As a child I used to sing Maori songs and dance the Maori dances at school. We all learnt them at that time. I remember swinigng the pois, learning the dances, singing beautiful Maori songs in Maori and feeling joy.
Now it’s not so often taught to all schools, so I feel grateful that I was lucky enough to have experienced that and been graced with the culture and integral part of our indigenous peoples.

I have vague memories of singing the Queens anthem at movie (picture) theaters.
As NZ became more independent from Britain, it was slowly dropped.

My mother was a nurse who used to help out in the neighborhood in times of emergencies... car accidents on our curvy street, sick and dying neighbors.
When we used to see Martin Luther King on TV, she would say... “That there is a great man!”

My father studied insects and went off several times with Americans to Antarctica to study their habitats and their migration. He would come home with stories to fire up the imagination and photos and slides to back it up.

Many families had big backyards,half acre, with usually lemon and grapefruit trees and often a fejoa bush.
We went to a few real hangis made by Maoris where food is cooked underground and it tasted sooo good!
We used to look up at the Southern Cross at night bright in the sky.
I left home at 16yrs old, but so did several young people then. I don’t know why it was more normal to do that at that time.

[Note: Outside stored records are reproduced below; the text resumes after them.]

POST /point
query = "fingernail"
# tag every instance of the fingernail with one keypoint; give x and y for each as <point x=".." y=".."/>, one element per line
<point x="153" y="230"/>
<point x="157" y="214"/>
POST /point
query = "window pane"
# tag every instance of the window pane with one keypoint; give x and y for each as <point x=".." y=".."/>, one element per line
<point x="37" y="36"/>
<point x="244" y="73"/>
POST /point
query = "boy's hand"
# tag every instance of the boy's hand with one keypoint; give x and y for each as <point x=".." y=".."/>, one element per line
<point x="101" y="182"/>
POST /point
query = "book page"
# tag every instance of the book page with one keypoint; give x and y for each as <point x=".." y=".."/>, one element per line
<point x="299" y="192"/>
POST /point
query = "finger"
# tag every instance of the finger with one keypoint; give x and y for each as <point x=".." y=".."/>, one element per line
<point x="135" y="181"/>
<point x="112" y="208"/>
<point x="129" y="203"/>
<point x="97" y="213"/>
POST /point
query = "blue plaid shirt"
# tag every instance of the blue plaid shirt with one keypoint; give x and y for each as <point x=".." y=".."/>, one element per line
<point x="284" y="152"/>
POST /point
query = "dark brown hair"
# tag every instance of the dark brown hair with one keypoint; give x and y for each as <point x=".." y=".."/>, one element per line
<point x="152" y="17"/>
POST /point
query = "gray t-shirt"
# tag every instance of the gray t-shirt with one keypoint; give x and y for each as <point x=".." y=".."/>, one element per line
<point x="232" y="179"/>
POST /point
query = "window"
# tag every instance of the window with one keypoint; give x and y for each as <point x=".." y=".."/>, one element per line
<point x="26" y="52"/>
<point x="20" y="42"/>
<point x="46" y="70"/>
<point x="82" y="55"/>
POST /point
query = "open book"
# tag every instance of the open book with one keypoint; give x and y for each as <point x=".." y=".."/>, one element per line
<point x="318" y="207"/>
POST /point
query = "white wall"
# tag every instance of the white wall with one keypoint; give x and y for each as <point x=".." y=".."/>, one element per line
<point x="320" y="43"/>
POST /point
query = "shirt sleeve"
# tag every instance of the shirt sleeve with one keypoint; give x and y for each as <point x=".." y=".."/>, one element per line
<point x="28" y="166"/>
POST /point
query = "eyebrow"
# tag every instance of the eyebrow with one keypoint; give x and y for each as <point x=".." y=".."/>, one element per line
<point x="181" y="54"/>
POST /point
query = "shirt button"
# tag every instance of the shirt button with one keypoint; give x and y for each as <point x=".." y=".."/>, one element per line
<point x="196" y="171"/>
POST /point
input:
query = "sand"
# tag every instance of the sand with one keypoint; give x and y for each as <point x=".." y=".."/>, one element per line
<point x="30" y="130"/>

So this is how I was  brought up in NZ.

I became a nurse, then left NZ in 1979 to travel through and live in Australia, which was a wonderful time in a wonderful country. My mother’s birthplace.
                                                                                                                                             I discovered my inner self and lived in meditation centers. 

And from there I went to the USA where I’m living today. And that’s a whole another story.
Now when I’m out of LA, I look at the Big Dipper in the sky!

There was a time when I didn’t get back to NZ for 10 years.  Yes, that was a long time, with all my family still in NZ. And when I got back,  of course I noticed more differences.
It was like any place really, that undergoes changes over a period of time. Everything changes.. as they say  “ The only thing constant in life is change”
We grow up as well...

I think one of the first things I noticed were the sushi restaurants! We never used to have those..
And I noticed less Maoris, I would try to look for them on the streets and in downtown etc.
People were starting to subdivde their property and build a second place. The big back yards were decreasing in number.
Harder to find little tearooms, and the little cafes that used to have little tea sandwiches and pastries are fewer and far between. A lot of them now serve more gourmet food and meals.
And couldn’t find a real hangi, although I’m sure maori families are still having them at certain times. and some of the tourist sites have something like them.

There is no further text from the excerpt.